A couple decided to have 5 children.
(a) What is the probability that they will have at least two girls?
(b) What is the probability that all the children will be of the same gender?

Answer 1

what is the probability of a baby being a boy or girl?

Answer 2

1/2 right?

Answer 3

similar to the problem if they decide to have 3 kids with two girls and one boy
{BBB,BBG,BGB,BGG**,GBB,GBG** ,GGB**,GGG} => so probability of two Girls(G) ) and oneBoy(B) P(2G union) 1B) = 3/8 ..do similar way for 5 kids and try to understand the answer.

Answer 4

Use binomial theorem to get the answer. ( take (x+y)^3 x==> represents girls and y==> boys. (x+y)^3 =1 x^3 + 3x^2y + 3xy^2 + 1y^3 the coefficient of the term that represents x^2y(2 girls and one boy) has 3 and total coefficient sum=8 so probability=3/8

The binomial theorem can be used with following characteristics
* There are only two possibilities ...success or failure
* The events are independent
* The probability of each outcome is same for each trial
Such problems are called Bernauli trials . Let p represents the probability of success.
let q represents the probability of failure.
nCrp^(n-r)q^r represents the probability of exactly r successes.
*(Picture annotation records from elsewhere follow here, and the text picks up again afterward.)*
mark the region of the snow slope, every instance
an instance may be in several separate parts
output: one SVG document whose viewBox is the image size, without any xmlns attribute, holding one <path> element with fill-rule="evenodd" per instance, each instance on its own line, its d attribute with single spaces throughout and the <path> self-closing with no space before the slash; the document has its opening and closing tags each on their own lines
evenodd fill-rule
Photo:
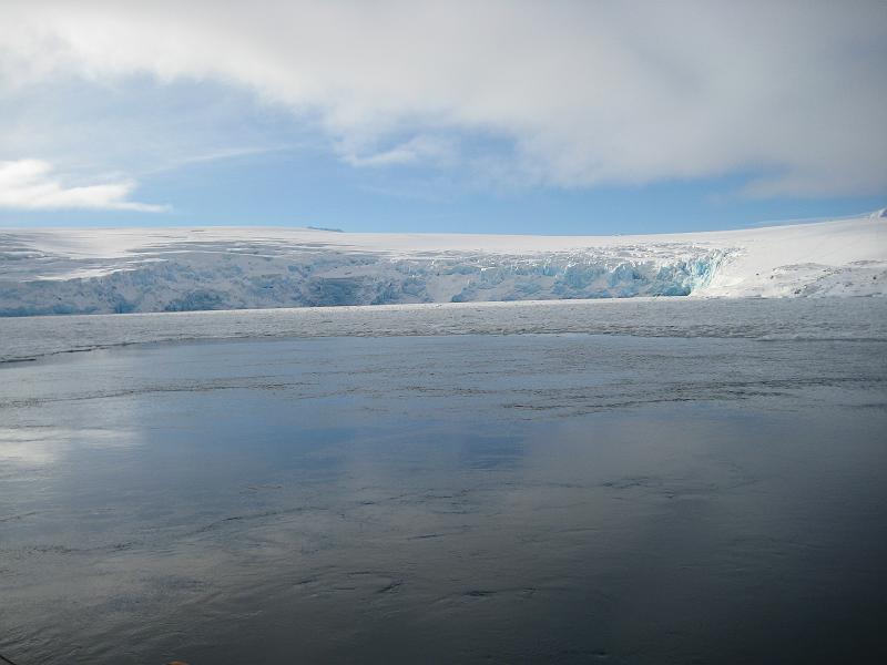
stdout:
<svg viewBox="0 0 887 665">
<path fill-rule="evenodd" d="M 884 212 L 608 237 L 256 227 L 0 232 L 0 316 L 886 293 Z"/>
</svg>

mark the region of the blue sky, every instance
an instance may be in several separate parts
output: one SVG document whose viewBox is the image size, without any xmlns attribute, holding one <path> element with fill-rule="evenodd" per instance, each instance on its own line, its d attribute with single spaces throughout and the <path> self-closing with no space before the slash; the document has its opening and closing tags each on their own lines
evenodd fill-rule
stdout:
<svg viewBox="0 0 887 665">
<path fill-rule="evenodd" d="M 0 225 L 609 234 L 887 206 L 884 3 L 173 7 L 0 9 Z"/>
</svg>

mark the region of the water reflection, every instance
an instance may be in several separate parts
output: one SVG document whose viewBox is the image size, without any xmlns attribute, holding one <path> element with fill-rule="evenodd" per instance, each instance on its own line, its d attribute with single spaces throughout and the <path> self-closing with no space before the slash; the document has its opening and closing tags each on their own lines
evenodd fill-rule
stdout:
<svg viewBox="0 0 887 665">
<path fill-rule="evenodd" d="M 870 655 L 873 346 L 327 339 L 4 368 L 0 653 Z"/>
</svg>

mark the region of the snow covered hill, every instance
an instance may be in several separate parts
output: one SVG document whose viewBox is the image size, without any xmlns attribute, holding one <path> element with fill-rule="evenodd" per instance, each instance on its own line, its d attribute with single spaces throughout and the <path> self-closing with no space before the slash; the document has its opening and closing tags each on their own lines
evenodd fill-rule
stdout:
<svg viewBox="0 0 887 665">
<path fill-rule="evenodd" d="M 0 316 L 887 294 L 887 219 L 649 236 L 0 231 Z"/>
</svg>

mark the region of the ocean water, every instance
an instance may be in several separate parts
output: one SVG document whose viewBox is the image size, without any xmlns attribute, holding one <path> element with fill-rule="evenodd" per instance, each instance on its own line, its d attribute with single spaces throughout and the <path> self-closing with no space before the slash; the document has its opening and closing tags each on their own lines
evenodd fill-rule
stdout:
<svg viewBox="0 0 887 665">
<path fill-rule="evenodd" d="M 880 662 L 887 313 L 788 303 L 0 321 L 0 654 Z"/>
</svg>

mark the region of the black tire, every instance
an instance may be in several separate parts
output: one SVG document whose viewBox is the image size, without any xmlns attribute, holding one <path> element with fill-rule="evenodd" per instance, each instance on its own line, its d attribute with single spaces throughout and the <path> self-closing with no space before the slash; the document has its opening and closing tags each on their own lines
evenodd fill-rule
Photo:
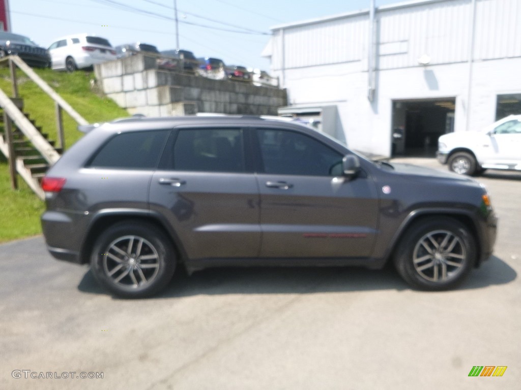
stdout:
<svg viewBox="0 0 521 390">
<path fill-rule="evenodd" d="M 144 298 L 163 290 L 172 279 L 176 255 L 168 237 L 155 225 L 127 220 L 97 238 L 91 269 L 100 283 L 123 298 Z"/>
<path fill-rule="evenodd" d="M 76 63 L 74 61 L 74 58 L 68 57 L 65 59 L 65 69 L 67 69 L 67 72 L 74 72 L 78 69 Z"/>
<path fill-rule="evenodd" d="M 453 289 L 476 264 L 476 242 L 468 229 L 449 217 L 413 224 L 395 252 L 396 270 L 414 288 L 429 291 Z"/>
<path fill-rule="evenodd" d="M 460 175 L 472 176 L 477 167 L 476 159 L 466 152 L 456 152 L 449 159 L 449 169 Z"/>
</svg>

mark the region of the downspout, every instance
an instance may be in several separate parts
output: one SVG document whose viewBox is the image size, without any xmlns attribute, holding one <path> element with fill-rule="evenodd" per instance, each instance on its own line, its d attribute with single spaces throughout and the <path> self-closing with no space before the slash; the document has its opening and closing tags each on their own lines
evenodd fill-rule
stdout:
<svg viewBox="0 0 521 390">
<path fill-rule="evenodd" d="M 470 36 L 469 39 L 468 56 L 468 85 L 467 95 L 467 125 L 465 129 L 468 132 L 470 128 L 470 100 L 472 96 L 472 73 L 474 68 L 474 43 L 476 39 L 476 0 L 472 0 L 471 5 L 472 18 L 470 23 Z"/>
<path fill-rule="evenodd" d="M 282 41 L 282 80 L 281 81 L 280 84 L 280 87 L 282 88 L 286 88 L 286 45 L 284 44 L 285 38 L 284 37 L 284 29 L 281 29 L 280 30 L 280 39 Z"/>
<path fill-rule="evenodd" d="M 370 0 L 369 9 L 369 47 L 367 50 L 367 99 L 375 97 L 375 0 Z"/>
</svg>

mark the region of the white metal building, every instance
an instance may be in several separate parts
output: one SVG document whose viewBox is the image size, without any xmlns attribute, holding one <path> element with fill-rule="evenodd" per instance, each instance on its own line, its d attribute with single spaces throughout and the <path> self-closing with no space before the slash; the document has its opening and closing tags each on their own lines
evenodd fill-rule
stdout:
<svg viewBox="0 0 521 390">
<path fill-rule="evenodd" d="M 521 0 L 417 0 L 271 30 L 279 113 L 354 149 L 433 152 L 442 134 L 521 113 Z"/>
</svg>

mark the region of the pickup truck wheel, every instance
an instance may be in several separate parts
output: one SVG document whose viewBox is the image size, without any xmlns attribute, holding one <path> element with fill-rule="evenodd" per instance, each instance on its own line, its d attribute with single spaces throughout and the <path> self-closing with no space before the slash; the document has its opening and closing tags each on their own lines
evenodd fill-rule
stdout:
<svg viewBox="0 0 521 390">
<path fill-rule="evenodd" d="M 154 225 L 139 220 L 117 223 L 98 238 L 91 269 L 100 284 L 124 298 L 157 293 L 170 281 L 176 268 L 168 238 Z"/>
<path fill-rule="evenodd" d="M 449 290 L 462 283 L 475 264 L 475 241 L 455 219 L 424 219 L 407 230 L 394 261 L 398 273 L 412 287 Z"/>
<path fill-rule="evenodd" d="M 449 160 L 449 168 L 460 175 L 472 176 L 476 172 L 476 159 L 466 152 L 455 153 Z"/>
</svg>

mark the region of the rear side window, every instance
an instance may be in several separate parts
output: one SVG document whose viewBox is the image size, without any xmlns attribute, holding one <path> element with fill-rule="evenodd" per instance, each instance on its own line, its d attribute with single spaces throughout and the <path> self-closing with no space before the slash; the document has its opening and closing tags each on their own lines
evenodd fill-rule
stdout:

Use that here
5C2xy^2 [ 2 girls and one boy] or use tht to expand to get the coefficients
use that for (x+y)^5 fr 5 children = x^4 +

Answer 5

I got the right answer for B but can't get the right answer for A...

Answer 6

(x+y)^5 = x^5 + 5x^4y + 10x^3y^2 + 5xy^4 + 10x^2y^3 + y^5
let x => represent girl and y=> represent boy. In 5 kids, total same gender (either all boys(y)
or all girls(x) are the term x^5 or y^5 = 1 out of 32 =1/32

Answer 7

1/32 is not the answer for part A

Answer 8

2nd part all boys or all gilrs

Answer 9

GGGGG
GGGGB
GGGBB
GGBBB
GBBBB

if we work out the probability that there is only 1 girl, and take that away from 1, we have the probability that there is at least 2 girls

Answer 10

probabiliy of two girls(x) = 10x^2y^3 , so the coefficient of this term is 10 ==> probability =10/32

Answer 11

10/32 is not the answer for A

Answer 12

I already have the answer for B so you don't need to solve that. But A is wrong

Answer 13

GBBBB - 1/32
BGBBB - 1/32
BBGBB - 1/32
BBBGB - 1/32
BBBBG - 1/32

total = 5/32

answer = 1- 5/32 = 27/32

Answer 14

27/32 is wrong too...

Answer 15

25/32

Answer 16

im pretty sure i did it right... unless p =/= 1/2

Answer 17

I did it the same way as you and got the same answer but it's wrong.

Answer 18

@experimentX maybe you can clear this up

Answer 19

lol ... i am always prone to mistake on first try.

Answer 20

:) im going out in a bit so i thought i should leave him in capable hands, if you're willing to help him

Answer 21

cya guys!

Answer 22

yeah, i will try my best.

Answer 23

Haha thank you :)

Answer 24

5x^4y + 10x^3y^2 + 10 x^2y^3 + x^5(this term all girls)
a). prob tht they will will hve at least 2 girls = 5+10+10+1/32 =26/32

Answer 25

Wow. 26/32 is actually right. Can't believe I was off by only one number.

Answer 26

Thank you all so much! Appreciate it

Answer 27

i kinda think like @rumadutt

Answer 28

z11 you are doing without understanding. try to understand it.

Answer 29

use binomial theorem if it satisfies those conditions

Answer 30

seems like binomial probability or so what it is called i forgot ...

Answer 31

Ok I get it. THANKS

Answer 32

i guess this is it
http://en.wikipedia.org/wiki/Binomial_probability